D.G. : Vous avez écrit un ouvrage sur les intellectuels faussaires. Pourquoi et qui visez-vous ?

P.B. : Au départ ce qui m’a donné l’idée de ce livre c’est de voir des gens qui en 2003 avaient plaidé en faveur de la guerre d’Irak en disant qu’elle allait apporter la stabilité au Proche-Orient, qu’elle allait combattre le terrorisme et qui continuaient à plastronner sur les plateaux télévisés, dans les forums radiophoniques comme si leur parole n’avait pas un peu failli. De deux choses l’une : soit ils n’étaient pas réellement compétents pour avoir prédit tous ça et avoir soutenu la guerre en Irak, soit ils étaient animés par autre chose que l’information du public et qu’ils se présentaient un peu comme des relais d’influence d’un autre pays, à savoir les Etats-Unis.
Et puis j’ai un peu élargi cela.
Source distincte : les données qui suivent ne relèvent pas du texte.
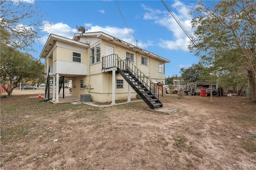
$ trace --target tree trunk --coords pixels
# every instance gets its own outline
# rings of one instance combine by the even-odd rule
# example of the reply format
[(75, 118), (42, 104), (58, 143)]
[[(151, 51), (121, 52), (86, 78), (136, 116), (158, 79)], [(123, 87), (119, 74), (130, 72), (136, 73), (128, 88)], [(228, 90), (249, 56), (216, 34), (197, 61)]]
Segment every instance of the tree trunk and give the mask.
[(255, 74), (252, 70), (248, 70), (248, 79), (249, 80), (249, 86), (252, 95), (252, 101), (256, 102), (256, 79)]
Pourquoi dans ce pays le mensonge peut avoir pignon sur rue et des gens qui, en tous les cas dans le cadre d’experts qui avaient prôné en faveur de la guerre d’Irak et qui ensuite continuaient à s’exprimer en tant qu’experts alors que leur expertise était grandement questionnable, comment pouvaient-ils le faire ? Quitte d’ailleurs à avoir les même ensuite nier avoir été favorable à la guerre d’Irak. Il y a une sorte de mensonge dans le mensonge.
C’est cela au départ qui m’avait donc conduit à faire ce livre.
J’ai quand même eu 14 refus d’éditeurs !

D.G. : Est-ce que ces intellectuels faussaires sont encore là, ont-ils encore pignon sur rue ? J’ai l’impression en tant que téléspectateur ou auditeur que bien souvent se sont toujours les même que nous entendons dans le même type d’émission. Cette relation entre ces fameux experts et les médias est-ce qu’elle n’est pas dérangeante et est-ce qu’elle ne crée par une forme de pensée unique ?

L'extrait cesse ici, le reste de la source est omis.